Assignment 2 : PDF Document Q&A Chatbot

Abstract

The PDF Document Summarization Q&A Chatbot is a specialized tool designed to help users extract and summarize information from PDF documents. This project aims to develop a tool for analysts to efficiently load PDF documents from the U.S. Securities and Exchange Commission (SEC) website and obtain summaries. The team is evaluating two possible libraries, Nougat and PyPDF, for text extraction.
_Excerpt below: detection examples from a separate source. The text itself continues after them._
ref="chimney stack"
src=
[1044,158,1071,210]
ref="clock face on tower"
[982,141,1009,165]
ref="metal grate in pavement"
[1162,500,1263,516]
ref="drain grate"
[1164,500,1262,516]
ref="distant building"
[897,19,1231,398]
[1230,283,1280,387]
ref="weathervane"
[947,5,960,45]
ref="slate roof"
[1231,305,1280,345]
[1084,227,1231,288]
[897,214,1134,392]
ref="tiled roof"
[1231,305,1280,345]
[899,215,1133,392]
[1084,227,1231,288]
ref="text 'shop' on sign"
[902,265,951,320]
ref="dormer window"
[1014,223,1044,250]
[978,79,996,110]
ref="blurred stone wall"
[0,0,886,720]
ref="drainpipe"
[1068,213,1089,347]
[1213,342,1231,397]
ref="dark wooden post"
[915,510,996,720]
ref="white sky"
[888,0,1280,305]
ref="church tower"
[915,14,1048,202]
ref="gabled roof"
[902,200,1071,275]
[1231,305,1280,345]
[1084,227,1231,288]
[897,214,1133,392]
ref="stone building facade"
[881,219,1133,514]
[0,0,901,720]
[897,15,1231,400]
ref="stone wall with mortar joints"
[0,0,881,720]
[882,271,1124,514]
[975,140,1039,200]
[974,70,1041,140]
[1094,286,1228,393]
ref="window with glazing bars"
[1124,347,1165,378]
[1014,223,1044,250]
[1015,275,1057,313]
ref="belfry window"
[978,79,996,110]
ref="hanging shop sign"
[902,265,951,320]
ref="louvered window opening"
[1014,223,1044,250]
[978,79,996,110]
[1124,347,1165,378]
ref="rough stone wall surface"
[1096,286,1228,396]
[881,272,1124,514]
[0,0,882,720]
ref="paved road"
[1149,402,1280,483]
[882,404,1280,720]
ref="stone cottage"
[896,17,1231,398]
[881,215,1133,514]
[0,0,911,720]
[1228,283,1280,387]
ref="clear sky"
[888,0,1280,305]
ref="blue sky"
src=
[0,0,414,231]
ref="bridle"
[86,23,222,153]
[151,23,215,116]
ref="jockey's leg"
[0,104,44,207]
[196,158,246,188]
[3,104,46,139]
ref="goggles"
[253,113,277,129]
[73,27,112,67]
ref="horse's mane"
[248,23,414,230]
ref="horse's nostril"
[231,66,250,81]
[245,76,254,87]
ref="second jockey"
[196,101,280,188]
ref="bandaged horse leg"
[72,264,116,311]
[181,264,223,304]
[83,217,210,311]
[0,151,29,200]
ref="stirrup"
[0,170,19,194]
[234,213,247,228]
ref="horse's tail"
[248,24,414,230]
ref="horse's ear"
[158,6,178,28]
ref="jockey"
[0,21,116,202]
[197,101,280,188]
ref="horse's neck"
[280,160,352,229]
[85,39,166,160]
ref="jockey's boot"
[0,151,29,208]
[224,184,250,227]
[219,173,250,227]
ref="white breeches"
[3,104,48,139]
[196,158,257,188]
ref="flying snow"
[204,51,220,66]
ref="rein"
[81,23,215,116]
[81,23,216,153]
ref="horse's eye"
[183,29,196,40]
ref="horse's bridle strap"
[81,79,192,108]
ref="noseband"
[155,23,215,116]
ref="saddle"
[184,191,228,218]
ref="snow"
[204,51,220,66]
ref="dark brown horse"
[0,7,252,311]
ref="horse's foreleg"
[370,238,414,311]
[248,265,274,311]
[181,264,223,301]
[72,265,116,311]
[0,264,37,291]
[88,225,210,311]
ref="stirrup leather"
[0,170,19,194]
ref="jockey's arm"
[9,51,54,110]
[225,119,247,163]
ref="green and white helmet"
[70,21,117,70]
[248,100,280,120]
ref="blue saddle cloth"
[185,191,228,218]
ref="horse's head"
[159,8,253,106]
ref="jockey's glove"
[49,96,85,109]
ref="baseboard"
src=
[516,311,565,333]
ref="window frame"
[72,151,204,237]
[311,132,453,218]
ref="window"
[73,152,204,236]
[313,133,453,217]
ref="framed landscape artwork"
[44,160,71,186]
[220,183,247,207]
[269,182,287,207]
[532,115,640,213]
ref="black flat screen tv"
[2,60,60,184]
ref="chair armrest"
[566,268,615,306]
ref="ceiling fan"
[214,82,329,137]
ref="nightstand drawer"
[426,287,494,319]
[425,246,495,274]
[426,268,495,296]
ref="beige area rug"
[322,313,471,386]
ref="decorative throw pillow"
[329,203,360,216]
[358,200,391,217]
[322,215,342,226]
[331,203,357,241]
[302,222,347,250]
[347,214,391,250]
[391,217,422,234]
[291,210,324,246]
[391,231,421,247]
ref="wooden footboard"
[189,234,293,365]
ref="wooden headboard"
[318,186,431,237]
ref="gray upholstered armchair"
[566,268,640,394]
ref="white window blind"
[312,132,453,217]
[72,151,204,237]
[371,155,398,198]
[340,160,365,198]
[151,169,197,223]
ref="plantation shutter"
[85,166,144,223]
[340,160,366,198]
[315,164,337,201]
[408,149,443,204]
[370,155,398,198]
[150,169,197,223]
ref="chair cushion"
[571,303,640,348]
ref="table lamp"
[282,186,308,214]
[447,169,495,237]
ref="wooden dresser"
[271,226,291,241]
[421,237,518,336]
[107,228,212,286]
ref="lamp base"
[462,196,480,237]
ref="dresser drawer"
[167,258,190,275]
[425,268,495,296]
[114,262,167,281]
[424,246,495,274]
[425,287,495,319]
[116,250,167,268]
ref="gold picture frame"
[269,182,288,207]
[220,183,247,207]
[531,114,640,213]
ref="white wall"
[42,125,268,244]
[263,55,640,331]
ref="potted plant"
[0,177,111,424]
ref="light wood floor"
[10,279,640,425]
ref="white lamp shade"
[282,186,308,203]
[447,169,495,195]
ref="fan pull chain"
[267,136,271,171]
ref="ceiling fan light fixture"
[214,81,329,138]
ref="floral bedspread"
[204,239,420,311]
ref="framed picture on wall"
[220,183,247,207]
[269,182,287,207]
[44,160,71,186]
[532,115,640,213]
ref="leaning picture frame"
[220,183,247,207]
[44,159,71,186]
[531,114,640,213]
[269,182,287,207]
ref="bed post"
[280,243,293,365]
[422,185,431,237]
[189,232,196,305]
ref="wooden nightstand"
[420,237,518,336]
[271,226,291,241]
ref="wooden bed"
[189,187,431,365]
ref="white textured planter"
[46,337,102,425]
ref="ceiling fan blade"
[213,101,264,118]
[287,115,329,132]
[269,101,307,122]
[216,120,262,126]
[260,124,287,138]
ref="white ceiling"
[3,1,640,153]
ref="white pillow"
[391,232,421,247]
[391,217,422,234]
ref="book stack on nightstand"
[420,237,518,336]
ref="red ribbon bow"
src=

Additionally, the project draws inspiration from the Open AI cookbook to build a question and answer (Q&A) system based on books 2 and 3.

Team Members 👥

Aditya Kawale
- NUID 002766716
- Email [email protected]
Nidhi Singh
- NUID 002925684
- Email [email protected]
Uddhav Zambare
- NUID 002199488
- Email [email protected]

Project Structure

backend
├── Pipfile
├── Pipfile.lock
├── README.md
├── example.env
├── fastapiservice
│   ├── __init__.py
│   ├── filecache
│   │   └── README.md
│   ├── postman
│   │   └── damg7245-assgn2-chatbot-private-files.postman_collection.json
│   ├── src
│   │   ├── __init__.py
│   │   ├── app.py
│   │   ├── chatanswer.py
│   │   ├── processpdf.py
│   │   └── utilities
│   │       ├── __init__.py
│   │       └── customexception.py
│   └── test
│       ├── __init__.py
│       └── test_app.py
└── fine-tune model
    └── create-model.ipynb

frontend
├── README.md
├── diagram
│   ├── architecture-assgn1-generator.py
│   └── architecture-assgn2-generator.py
├── images
│   ├── pdf_processing_flow.png
│   ├── qa_chatbot_for_pdfs_architecture.png
│   ├── streamlit.png
│   └── user.png
├── main.py
├── pages
│   ├── architecture-assign1.py
│   └── architecture-assign2.py
└── requirements.txt

Links 📎

Codelab Doc - link
Nougat Library - link
SEC Forms - link
PyPDF Documentation - link
Open AI Cookbook - link
Streamlit - link

Architecture 👷🏻‍♂️

Project Workflow

Step 1: Input PDF URLs

Users initiate the process by providing web links to PDF documents.
The system validates and downloads the PDFs, saving them in cache memory for further processing.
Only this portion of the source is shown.